The Beginning of a New Way of Life

My first blog should be the beginning of my Breast Cancer Journey.

It started April 25, 2016. It was my Dad’s birthday. The 6th year it had come since he had passed. And my way of celebrating that year, was having my annual mammogram.

The next afternoon, I had a notice on my MyChart (webpage which contains my medical records, test results and appointment logs through the hospital system my doctors are all part of). I had a notice stating I needed a second mammogram and ultra sound. Of course, I called and got the appointment scheduled for the following day.

Wednesday, the 27 of April, I went to work in the morning, like any normal day, but left early for my second appointment. I signed in, got escorted back for a gown and into a waiting room.

It felt like hours, but it was just 15 minutes. After being squished six times and six directions, I go back to the waiting room. Within minutes, two other women follow. The first is Chatty Cathy and the second looks and us both and start balling. I move over to her and put my arm around her and the other woman comes over and starts praying out loud for all of us.

The door opens, but the girl never says a word until we all say “Amen”. She then calls my name. I am walked down the hall, around the corner to the room where they perform the ultra sound.

Two different techs perform ultra sounds on me. After a few moments, the doctor comes in and performs his own ultra sound.

He turns the screen toward me to show me what he is concerned about. He tells me that he is 90% positive it is breast cancer. Two different spots are shown to me. He tells me that he wants me scheduled for a needle biopsy on Friday, April 29th.

I get to my car, and I can feel my heart beating in my throat. My stomach is churning and I can’t hardly breath. All I want is my Dad to hold me.

That night I don’t sleep well. A lot of tossing and turning. I can’t concentrate at work. And no appetite. No sleep that night either.

I go to work from 8:30 until noon. Then over to the Ross Breast Center. Go to the Registration Desk and sign in. I then go sit for about 10 minutes, when they call me up to the window to ask me why I am there. I explain that I have a 1:00pm appointment for a needle biopsy. No can seem to find any record of my appointment. I pull out the paper that the Doctor gave me with the date, time and an explanation of needle biopsy written on it.
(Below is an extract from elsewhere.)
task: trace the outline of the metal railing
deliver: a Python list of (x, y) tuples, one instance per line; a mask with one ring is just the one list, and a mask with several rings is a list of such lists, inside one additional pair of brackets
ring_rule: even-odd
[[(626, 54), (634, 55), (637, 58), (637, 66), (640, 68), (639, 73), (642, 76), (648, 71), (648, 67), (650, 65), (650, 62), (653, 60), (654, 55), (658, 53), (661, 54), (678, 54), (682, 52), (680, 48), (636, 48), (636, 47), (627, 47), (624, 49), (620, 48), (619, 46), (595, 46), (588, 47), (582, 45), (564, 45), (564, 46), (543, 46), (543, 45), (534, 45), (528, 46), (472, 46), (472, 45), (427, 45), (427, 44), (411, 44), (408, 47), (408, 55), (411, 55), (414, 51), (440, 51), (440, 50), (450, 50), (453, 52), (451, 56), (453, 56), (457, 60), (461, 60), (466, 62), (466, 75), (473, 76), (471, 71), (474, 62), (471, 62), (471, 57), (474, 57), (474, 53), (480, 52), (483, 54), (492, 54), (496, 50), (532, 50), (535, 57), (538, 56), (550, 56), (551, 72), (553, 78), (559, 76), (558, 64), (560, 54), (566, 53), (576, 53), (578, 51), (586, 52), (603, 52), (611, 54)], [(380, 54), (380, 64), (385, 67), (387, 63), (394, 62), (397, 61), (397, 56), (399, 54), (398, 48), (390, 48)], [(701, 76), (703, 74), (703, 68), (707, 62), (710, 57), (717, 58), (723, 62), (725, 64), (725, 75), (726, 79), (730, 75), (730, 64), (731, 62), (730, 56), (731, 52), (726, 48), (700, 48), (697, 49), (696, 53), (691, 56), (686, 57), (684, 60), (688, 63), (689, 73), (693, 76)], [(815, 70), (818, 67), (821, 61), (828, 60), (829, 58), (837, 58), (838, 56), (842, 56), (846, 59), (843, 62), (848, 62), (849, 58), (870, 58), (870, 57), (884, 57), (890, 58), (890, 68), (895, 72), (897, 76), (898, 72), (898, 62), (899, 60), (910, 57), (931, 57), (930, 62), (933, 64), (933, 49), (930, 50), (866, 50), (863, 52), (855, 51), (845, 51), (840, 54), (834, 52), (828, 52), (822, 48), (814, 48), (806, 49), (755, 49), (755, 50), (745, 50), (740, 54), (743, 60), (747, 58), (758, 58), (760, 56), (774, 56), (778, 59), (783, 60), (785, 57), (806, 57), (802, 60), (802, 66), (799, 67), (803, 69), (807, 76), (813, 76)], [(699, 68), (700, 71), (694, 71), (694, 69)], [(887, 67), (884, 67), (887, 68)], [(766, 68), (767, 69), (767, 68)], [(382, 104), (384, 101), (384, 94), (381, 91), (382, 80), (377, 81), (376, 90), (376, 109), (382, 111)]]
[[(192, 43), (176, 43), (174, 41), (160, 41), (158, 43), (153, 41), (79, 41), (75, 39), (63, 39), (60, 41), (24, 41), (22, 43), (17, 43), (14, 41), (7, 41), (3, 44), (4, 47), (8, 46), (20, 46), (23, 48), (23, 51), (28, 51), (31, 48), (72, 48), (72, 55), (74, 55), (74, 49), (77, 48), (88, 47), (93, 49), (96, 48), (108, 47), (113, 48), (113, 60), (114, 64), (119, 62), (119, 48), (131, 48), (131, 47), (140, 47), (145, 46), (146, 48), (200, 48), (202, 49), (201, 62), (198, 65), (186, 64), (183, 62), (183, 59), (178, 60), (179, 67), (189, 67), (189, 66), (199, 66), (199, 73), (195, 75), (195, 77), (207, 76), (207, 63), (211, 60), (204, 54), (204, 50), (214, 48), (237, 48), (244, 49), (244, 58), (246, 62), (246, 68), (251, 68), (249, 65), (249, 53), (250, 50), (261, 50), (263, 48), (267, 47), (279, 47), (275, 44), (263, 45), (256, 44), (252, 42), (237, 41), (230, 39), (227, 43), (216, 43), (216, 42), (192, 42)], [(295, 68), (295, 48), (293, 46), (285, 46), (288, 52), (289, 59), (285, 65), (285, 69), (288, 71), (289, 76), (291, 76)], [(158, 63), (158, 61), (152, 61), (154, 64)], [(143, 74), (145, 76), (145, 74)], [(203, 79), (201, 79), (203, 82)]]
A few minutes later I am called back, apologized to, and escorted to the back to get a gown and then to a special waiting room.

At this point, I know that the doctor was correct and that it is breast cancer. And I have already started making decisions before the actual test is done. I didn’t even hear the ultra sound tech open the door and call my name. She touches my arm and startles me. I am then escorted to the surgical room.

I am so sore from being squished, and mashed over and over…and here we go again for round three. I get a local anesthetic, a small incision, and two samples from each of the three spots that were in today’s ultra sound. And then off for just one more mammogram.

And then the wait begins. Results won’t be ready until Tuesday, May the 3rd.

I couldn’t sleep…was sick at my stomach…my head hurt…and I felt lost. Saturday was worse than Friday. Sunday worse than Saturday. And Monday, it was all I could do to drag myself out of bed to go to work. This was the lowest I had ever felt. I am impatient by nature and forcing me to wait on results that have a huge impact on the rest of my life, along with those I love, had made me achy and ill.

Tuesday arrives and the results are in…Invasive Ductal Carcinoma in my right breast in all three spots.

Next, MRI, meet with General Surgeon, Plastic Surgeon and Oncologist…and on and on.

That was two and a half years ago…boy, how my life changed that day. But those stories will follow in future blogs.

This is my public journal of the trials and tribulations I have survived, ramblings of the mental anguish I pushed through and all the health struggles caused by the meds prescribed to fight this disease.